PEACH WEEKENDER | COVER STORY

Piles of pierogi prepared for Polish Festival

Festival in its 32nd year starts Friday, ends Sunday

7/7/2016
BY TAYLOR DUNGJEN
BLADE STAFF WRITER
  • CTY-lagrange14p-5

    Toledo resident Vincent Cope, Jr., makes pierogi during the 30th annual Lagrange Street Polish Festival.

    THE BLADE
    Buy This Image

  • Ahead of this weekend’s annual Lagrange Street Polish Festival, a few ladies at the Zablocki Senior Center were busy hand making pierogi.

    They rolled, stuffed, crimped, and baked 200 to 300 of the dumplings all for the festival’s hungriest of the hungry: the hungry few who will sit down in hopes of being crowned the prince or princess of the pierogi-eating contest.

    Want in?

    All you have to do is be one of the first 10 people to sign up at the festival before the contest, which is 4 p.m. Saturday.


    To prepare, if you really can prepare for such a thing, “don’t fill your stomach with water and beer beforehand,” said Steve Seaton, executive director of United North, the sponsoring organization. “You can bring water with you to wash it down if you want.”

    Jim Gramza, executive director of Zablocki, said residents of the center have made or provided the pierogi for the eating contest every year since the contest began.

    “Every year they ask for ours, so they must be decent,” he said.

    Their secret?

    “I think ours are just better because of the people,” Gramza said.
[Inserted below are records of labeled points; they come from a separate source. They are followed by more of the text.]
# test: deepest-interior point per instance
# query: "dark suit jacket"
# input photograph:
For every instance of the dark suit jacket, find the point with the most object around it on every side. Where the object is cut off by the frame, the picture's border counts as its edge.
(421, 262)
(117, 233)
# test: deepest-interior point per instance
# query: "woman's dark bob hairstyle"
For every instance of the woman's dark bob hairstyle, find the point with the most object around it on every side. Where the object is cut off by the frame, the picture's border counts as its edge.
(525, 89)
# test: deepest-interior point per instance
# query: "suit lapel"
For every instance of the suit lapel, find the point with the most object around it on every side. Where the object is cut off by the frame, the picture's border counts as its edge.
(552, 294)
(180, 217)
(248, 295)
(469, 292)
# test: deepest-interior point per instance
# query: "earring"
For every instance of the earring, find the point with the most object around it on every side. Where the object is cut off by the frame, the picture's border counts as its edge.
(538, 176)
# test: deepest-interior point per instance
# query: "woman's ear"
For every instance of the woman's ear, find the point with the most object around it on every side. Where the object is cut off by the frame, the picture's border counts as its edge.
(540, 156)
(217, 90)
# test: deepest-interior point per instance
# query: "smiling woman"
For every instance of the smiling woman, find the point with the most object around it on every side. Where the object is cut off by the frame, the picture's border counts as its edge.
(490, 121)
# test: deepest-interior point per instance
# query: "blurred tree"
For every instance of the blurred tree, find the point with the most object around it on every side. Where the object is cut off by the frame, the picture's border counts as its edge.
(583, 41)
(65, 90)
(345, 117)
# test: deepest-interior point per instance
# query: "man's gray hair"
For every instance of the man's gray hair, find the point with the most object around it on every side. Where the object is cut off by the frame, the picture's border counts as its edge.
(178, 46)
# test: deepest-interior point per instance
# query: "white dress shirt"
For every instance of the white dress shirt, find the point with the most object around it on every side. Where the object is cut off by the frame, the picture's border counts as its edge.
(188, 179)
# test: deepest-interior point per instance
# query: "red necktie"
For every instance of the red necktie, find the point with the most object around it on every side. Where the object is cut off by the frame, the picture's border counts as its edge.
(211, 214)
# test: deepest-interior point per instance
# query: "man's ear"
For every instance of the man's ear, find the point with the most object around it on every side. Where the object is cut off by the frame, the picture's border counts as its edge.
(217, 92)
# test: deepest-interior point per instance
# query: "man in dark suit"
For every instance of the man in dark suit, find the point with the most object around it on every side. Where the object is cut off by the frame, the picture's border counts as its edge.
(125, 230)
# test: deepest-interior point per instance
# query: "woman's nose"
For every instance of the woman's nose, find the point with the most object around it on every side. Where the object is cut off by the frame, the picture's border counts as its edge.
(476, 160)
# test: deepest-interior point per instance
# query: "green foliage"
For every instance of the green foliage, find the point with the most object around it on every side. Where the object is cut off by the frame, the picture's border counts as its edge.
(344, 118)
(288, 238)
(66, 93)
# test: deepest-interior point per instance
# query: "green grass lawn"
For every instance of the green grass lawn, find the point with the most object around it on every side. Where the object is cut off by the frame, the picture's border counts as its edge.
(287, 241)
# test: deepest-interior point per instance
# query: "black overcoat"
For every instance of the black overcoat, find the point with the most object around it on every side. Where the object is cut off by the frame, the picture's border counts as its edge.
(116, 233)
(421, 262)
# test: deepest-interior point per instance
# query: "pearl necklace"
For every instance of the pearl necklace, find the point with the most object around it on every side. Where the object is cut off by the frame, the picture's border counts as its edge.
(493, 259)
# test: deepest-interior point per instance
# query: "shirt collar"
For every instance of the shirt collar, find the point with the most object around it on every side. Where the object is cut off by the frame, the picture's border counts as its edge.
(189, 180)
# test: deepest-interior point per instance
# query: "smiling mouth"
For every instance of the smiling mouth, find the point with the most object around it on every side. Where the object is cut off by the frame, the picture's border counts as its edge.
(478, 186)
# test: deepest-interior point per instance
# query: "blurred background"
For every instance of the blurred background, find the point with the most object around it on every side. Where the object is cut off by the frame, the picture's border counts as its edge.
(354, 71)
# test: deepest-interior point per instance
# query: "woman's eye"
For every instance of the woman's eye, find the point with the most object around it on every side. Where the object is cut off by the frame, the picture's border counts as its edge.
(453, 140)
    The festival, in its 32nd year, starts Friday when the gates open at 5 p.m. Admission is $5, but only $3 on Sunday. Children 8 and younger are admitted for free; anyone younger than 18 must be accompanied by an adult.

    This year, the importance of the festival and other summertime ethnic festivals is heightened, Seaton said.

    “Particularly this year we are really focused on the north end being welcoming of immigrants,” Seaton said. “ … Really, I think these ethnic festivals are a reminder that our nation was founded by immigrants and that they enrich our area.”

    The festival is hosted on Lagrange Street, which is closed between Central Avenue and Mettler Street, the heart of the business district in the Polish International Village in North Toledo.

    “We turn the entire area into a family friendly beer garden,” Seaton said.

    Chris Zielinski of Toledo eats kielbasa during the Lagrange Street Polish Festival.
    Chris Zielinski of Toledo eats kielbasa during the Lagrange Street Polish Festival.

    Craft beer tastings will be offered from 6 to 8 p.m. Friday and from 5 to 7 p.m. Saturday. Flights of beer will be available.

    Numerous activities will be available for children, including magic shows and a circus, which are ongoing throughout the festival. Old Polish cartoons will be shown at the Ohio Theatre — where there will also be air conditioning — for families to cool off or take a break from all the excitement.

    What would the Polish Festival be without dancing?

    The Echoes of Poland dancers will perform from 4:30 to 5:30 p.m. Saturday. Any couple willing to put their skills up against other dancers can join the polka contest at 3 p.m. Sunday.

    Dancers of all ages and skill level are welcome.

    “As long as you’re in a pair, it doesn’t matter,” said Nikki Morey, senior manager of community planning at United North.

    A full schedule of events is online at polishfestival.org/​schedule.